The process of macroautophagy (herein referred to as autophagy) is evolutionarily highly conserved. It involves the sequestration of cytoplasmic components by double-membrane structures, referred to as autophagosomes, which fuse with lysosomes to degrade and recycle the engulfed material (reviewed in1). Under normal physiological conditions, autophagy occurs at basal levels to recycle organelles and long-lived proteins, thereby promoting cellular homeostasis. However, in response to stress, such as nutrient deprivation, DNA damage, or organelle damage, autophagy can be upregulated to ensure cellular survival, whereas in other cases, it can promote cell death and lethality.

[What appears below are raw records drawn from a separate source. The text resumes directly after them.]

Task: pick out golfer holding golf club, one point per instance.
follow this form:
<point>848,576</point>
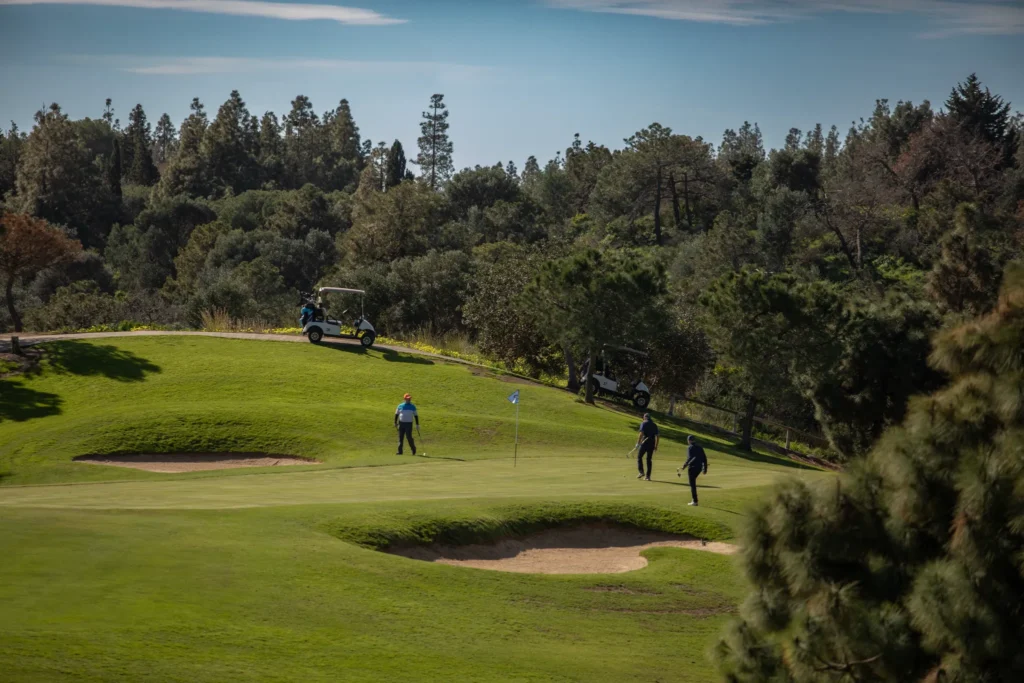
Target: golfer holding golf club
<point>647,440</point>
<point>404,415</point>
<point>696,464</point>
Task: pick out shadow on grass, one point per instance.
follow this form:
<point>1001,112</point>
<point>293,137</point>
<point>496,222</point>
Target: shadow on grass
<point>419,455</point>
<point>677,429</point>
<point>683,482</point>
<point>386,353</point>
<point>18,402</point>
<point>74,357</point>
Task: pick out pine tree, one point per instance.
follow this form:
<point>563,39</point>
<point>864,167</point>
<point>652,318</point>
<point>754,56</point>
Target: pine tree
<point>58,181</point>
<point>226,151</point>
<point>793,139</point>
<point>184,172</point>
<point>395,172</point>
<point>114,170</point>
<point>966,278</point>
<point>344,133</point>
<point>109,113</point>
<point>10,153</point>
<point>271,148</point>
<point>979,111</point>
<point>906,568</point>
<point>434,159</point>
<point>530,171</point>
<point>137,150</point>
<point>165,140</point>
<point>815,140</point>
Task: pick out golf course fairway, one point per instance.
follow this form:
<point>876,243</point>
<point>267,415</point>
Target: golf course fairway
<point>113,573</point>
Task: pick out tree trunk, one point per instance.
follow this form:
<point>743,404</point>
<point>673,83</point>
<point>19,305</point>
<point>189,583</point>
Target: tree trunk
<point>744,442</point>
<point>657,211</point>
<point>15,318</point>
<point>573,384</point>
<point>675,202</point>
<point>590,372</point>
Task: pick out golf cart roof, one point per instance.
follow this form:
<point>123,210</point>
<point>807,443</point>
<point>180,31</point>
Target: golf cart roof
<point>626,348</point>
<point>340,290</point>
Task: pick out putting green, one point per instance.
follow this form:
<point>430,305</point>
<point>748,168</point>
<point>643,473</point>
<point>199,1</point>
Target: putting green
<point>118,574</point>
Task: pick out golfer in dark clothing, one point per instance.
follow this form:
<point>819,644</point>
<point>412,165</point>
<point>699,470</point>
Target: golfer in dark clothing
<point>646,443</point>
<point>696,464</point>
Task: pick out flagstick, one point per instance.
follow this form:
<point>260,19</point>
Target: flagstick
<point>515,457</point>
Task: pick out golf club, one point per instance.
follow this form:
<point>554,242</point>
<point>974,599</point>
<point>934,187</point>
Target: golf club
<point>419,435</point>
<point>636,446</point>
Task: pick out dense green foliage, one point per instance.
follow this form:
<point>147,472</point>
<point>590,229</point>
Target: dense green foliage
<point>802,283</point>
<point>907,568</point>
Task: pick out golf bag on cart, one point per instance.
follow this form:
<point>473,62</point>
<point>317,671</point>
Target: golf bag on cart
<point>310,311</point>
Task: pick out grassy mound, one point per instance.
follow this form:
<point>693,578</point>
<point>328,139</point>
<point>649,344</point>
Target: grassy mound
<point>120,574</point>
<point>494,523</point>
<point>333,403</point>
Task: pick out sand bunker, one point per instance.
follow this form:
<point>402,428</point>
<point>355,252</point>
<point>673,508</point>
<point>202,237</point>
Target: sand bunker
<point>590,549</point>
<point>195,462</point>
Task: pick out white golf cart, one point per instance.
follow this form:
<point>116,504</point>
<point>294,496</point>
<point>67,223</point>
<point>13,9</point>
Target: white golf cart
<point>605,383</point>
<point>321,325</point>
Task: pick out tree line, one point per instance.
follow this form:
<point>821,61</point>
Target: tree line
<point>804,283</point>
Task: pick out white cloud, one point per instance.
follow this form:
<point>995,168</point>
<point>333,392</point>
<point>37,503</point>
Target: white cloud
<point>943,17</point>
<point>278,10</point>
<point>204,66</point>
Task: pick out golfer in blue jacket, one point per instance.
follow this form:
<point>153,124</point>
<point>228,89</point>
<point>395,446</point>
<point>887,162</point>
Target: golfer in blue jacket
<point>404,415</point>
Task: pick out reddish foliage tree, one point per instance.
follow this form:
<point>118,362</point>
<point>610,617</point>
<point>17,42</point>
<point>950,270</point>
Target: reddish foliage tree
<point>27,246</point>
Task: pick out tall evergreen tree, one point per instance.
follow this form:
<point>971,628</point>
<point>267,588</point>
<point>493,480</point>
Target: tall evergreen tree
<point>530,172</point>
<point>58,181</point>
<point>966,278</point>
<point>165,140</point>
<point>271,148</point>
<point>114,170</point>
<point>741,152</point>
<point>907,568</point>
<point>344,133</point>
<point>226,151</point>
<point>137,150</point>
<point>395,172</point>
<point>434,159</point>
<point>109,113</point>
<point>979,112</point>
<point>184,173</point>
<point>11,143</point>
<point>590,299</point>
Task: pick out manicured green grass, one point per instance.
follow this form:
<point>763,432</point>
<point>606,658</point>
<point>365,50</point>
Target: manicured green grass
<point>334,403</point>
<point>115,574</point>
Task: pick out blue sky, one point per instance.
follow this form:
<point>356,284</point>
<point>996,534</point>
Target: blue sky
<point>520,77</point>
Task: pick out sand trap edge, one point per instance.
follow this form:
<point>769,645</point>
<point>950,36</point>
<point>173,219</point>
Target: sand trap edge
<point>579,550</point>
<point>170,463</point>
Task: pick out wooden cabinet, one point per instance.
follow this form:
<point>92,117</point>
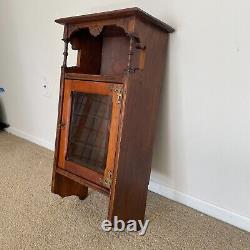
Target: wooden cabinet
<point>108,107</point>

Caenorhabditis elegans accumulate a pool of germline stem/progenitor cells during development.2 The decision for stem/progenitor cells to proliferate is controlled by several signals that include signals from the niche microenvironment, nutritional status, and the age of the animal. A single somatic cell, the Distal Tip Cell (DTC), which surrounds the distal region of the gonad, serves as a niche. The DTC produces a DSL (Delta-Serrate-LAG-2-like) ligand that activates the GLP-1/Notch receptor on distal germ cells to promote proliferation and prevent differentiation. The robust larval expansion of proliferative germline cells is highly sensitive to physiological conditions and is regulated by nutrient sensing pathways, such as insulin DAF-2/ IGF-1 like receptor (IIR), and DAF-7/TGFβ signaling.3,4 Interestingly, loss-of-function mutations in glp-1/Notch, or daf-2/IIR, result in a reduction in the number of proliferative stem cells. However these pathways act by diverse mechanisms. GLP-1/Notch signaling controls the decision to enter the differentiation program, but has no effect on the cell cycle.5 DAF-2/IIR signaling controls the cell cycle, but has no effect on the differentiation fate,3 and DAF-7/TGFβ controls the balance between proliferation and differentiation.4 Thus, the C. elegans germline serves as a great model to study the dynamics of proliferation, expansion, and differentiation of the stem/progenitor cell pool under the influence of several signaling pathways.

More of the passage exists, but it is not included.